The Amber Room - Mike Bartlett
Scroll down the page to see the pictures Mike used in his talk, and what he spoke about.
Once again we had a packed house for Mike's talk about the Amber Room in the Catherine Palace, St. Petersburg.
The photographs were taken of our members prior to the meeting getting started, and some of them afterwards.
Mike with several members of Chalfonts U3A
These three videos, explain the history of The Amber Room. The first one is a personal recording with music; the second one has a narrative that tells the story as does the third.
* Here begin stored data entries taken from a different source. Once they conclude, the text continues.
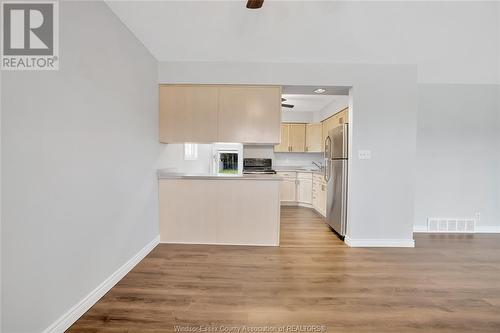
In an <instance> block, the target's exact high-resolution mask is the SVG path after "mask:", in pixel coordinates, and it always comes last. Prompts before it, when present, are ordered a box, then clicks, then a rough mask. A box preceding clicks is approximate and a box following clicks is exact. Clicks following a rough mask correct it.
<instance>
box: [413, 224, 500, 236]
mask: <svg viewBox="0 0 500 333" xmlns="http://www.w3.org/2000/svg"><path fill="white" fill-rule="evenodd" d="M413 232H423V233H429V234H430V233H435V234H438V233H439V234H442V233H443V232H431V231H428V230H427V226H426V225H416V226H413ZM474 233H475V234H498V233H500V226H479V225H476V231H475V232H474Z"/></svg>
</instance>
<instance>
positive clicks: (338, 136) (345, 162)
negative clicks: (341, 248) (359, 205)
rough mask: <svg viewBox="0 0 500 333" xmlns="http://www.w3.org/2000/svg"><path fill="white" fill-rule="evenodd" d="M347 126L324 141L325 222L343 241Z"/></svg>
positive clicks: (346, 125) (328, 135)
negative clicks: (327, 184) (325, 213)
mask: <svg viewBox="0 0 500 333" xmlns="http://www.w3.org/2000/svg"><path fill="white" fill-rule="evenodd" d="M348 129H349V127H348V124H343V125H340V126H337V127H335V128H333V129H331V130H330V131H329V132H328V137H327V138H326V140H325V156H324V157H325V174H324V176H325V181H326V182H327V183H328V185H327V193H326V222H327V223H328V224H329V225H330V226H331V227H332V229H333V230H334V231H335V232H336V233H337V234H338V235H339V236H340V238H342V239H344V237H345V234H346V229H347V172H348V170H347V159H348V156H347V155H348V150H347V147H348Z"/></svg>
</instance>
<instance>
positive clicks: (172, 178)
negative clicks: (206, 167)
mask: <svg viewBox="0 0 500 333" xmlns="http://www.w3.org/2000/svg"><path fill="white" fill-rule="evenodd" d="M158 179H209V180H273V181H281V180H283V177H281V176H279V175H268V174H264V175H257V174H243V175H220V174H196V173H182V172H165V171H161V170H158Z"/></svg>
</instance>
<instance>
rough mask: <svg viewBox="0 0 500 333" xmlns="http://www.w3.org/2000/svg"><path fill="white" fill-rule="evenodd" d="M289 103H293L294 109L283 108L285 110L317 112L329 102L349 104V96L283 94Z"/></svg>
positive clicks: (284, 97)
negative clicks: (334, 101)
mask: <svg viewBox="0 0 500 333" xmlns="http://www.w3.org/2000/svg"><path fill="white" fill-rule="evenodd" d="M281 96H282V97H283V98H286V102H284V103H287V104H293V105H294V107H293V109H289V108H281V109H282V110H283V111H291V112H317V111H320V110H322V109H323V108H324V107H325V106H327V105H328V104H330V103H332V102H334V101H336V102H339V103H341V104H342V103H343V104H345V105H347V102H348V97H347V96H337V95H303V94H283V95H281Z"/></svg>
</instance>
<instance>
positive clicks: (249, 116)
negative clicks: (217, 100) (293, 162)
mask: <svg viewBox="0 0 500 333" xmlns="http://www.w3.org/2000/svg"><path fill="white" fill-rule="evenodd" d="M217 123H218V141H220V142H242V143H279V142H280V132H279V128H280V123H281V87H278V86H220V87H219V113H218V122H217Z"/></svg>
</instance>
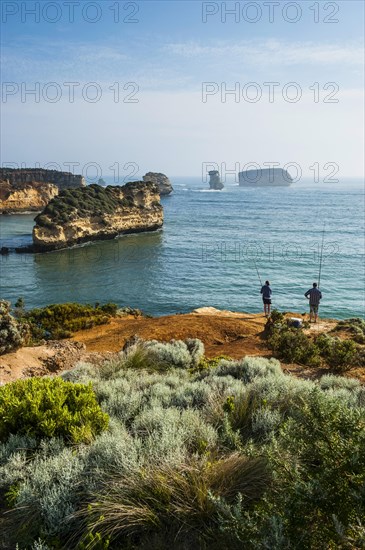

Mike started his talk by explaining about amber and where it comes from.
The raw material
Amber developed more than 50 million years ago from the resin of giant needle forests, which were flooded later on by the Baltic Sea. The resin of the Amber Pine flowed for thousands of generations into the ground forming a layer together with other dead plants, which has been conserved for millions of years. Storms recover these layers and bring the Amber to shore. Ocean currents and conditions of the ground formed large deposits of Amber, like for example in the Samland, where Amber is not only being collected at the beach, but also dug out of the ground. Like with coal, large layers of sand are removed to get access to the burried Amber. The largest occurrences are at the Baltic Sea, but also in the Dominican Republic, in Central America, Africa, Greece and even inside some countries. The layers below coal offer the best chances of finding Amber.
People very soon were attracted to the coloured and lightweight stones. By mixture of different resins and other materials, nature has developed Amber in many different colours. There is white, yellow, red and brown Amber and more seldom even black, green and blue Amber. There are also differences in transparency reaching from clear to dim. Amber also exists in many different sizes starting from very small taken by tourists as souvenirs to large Amber parts weighing several pounds.
The Amber collection of Königsberg included a stone of the size of a head, the Polish Amber Museum in Marlbork had one of similar size and about 15 years ago, one found 24 Amber stones of 6 pounds each near the fisher village Svetoja and delivered them to the Amber museum in Palanga.